Kamis, 05 April 2018

Geger Tanah Abang, Ombudsman, dan Politik Kontemporer

Geger Tanah Abang, Ombudsman,
dan Politik Kontemporer
Laode Ida  ;   Komisioner Ombudsman RI;  Wakil Ketua DPD RI 2004-2014
                                              MEDIA INDONESIA, 03 April 2018



                                                           
'OMBUDSMAN biang preman. Saat Ahok robohkan masjid, saat Ahok gusur rakyat, saat Ahok caci maki masyarakat, saat Ahok hina pejabat, saat Ahok korupsi Sumber Waras, saat Ahok bicara kasar dan kotor. Ayo jaga Anies dan ganyang Ombudsman'.

Tulisan bernada ancaman nan mengerikan di atas beredar di media sosial dan mampir juga ke dalam WA telepon seluler saya.
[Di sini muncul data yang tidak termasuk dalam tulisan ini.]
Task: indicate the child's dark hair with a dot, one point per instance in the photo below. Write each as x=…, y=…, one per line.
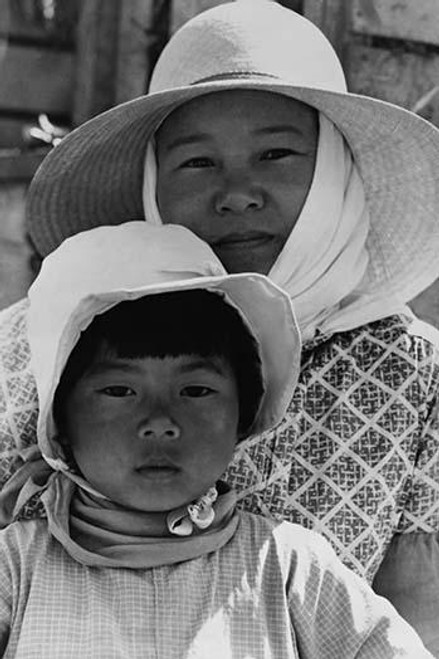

Kendati terkejut karena tak menyangka kalimat kecaman itu, saya langsung memahami kalau hal itu bagian implikasi salah satu hasil kerja Ombudsman terkait pelayanan publik di kawasan Tanah Abang Jakarta.

Pada saat yang sama, beredar pula undangan dari kelompok tertentu yang akan melakukan demonstrasi di depan kantor Ombudsman RI.

Saya menganggap pihak pembuat dan penyebar kecaman itu barangkali bagian yang terjebak dalam sikap emosional-politis dan tak paham dengan kerja Ombudsman. Padahal saat debat cagub, Anies-Sandi sendiri menjadikan hasil kerja Ombudsman sebagai salah satu yang dirujuknya. Maka Anies-Sandi sebenarnya pasti paham dan tak akan marah atau tersinggung ketika Ombudsman menjalankan mandatnya melakukan pengawasan terhadap pelayanan publik yang terganggu.

Artikel singkat ini, bertujuan untuk memberikan penjelasan singkat terhadap hasil kerja Ombudsman yang belakangan sedikit 'geger' itu. Kebijakan Gubernur Anies Baswedan yang menata ulang kawasan itu dengan, antara lain, menempatkan PKL di Jl Jatibaru Raya, dianggap sebagai bentuk malaadministrasi terbuka. Melabrak peraturan perundangan yang berlaku, khususnya Pasal 128 ayat 3 UU No 22/2009 tentang Lalu Lintas dan Angkutan Jalan.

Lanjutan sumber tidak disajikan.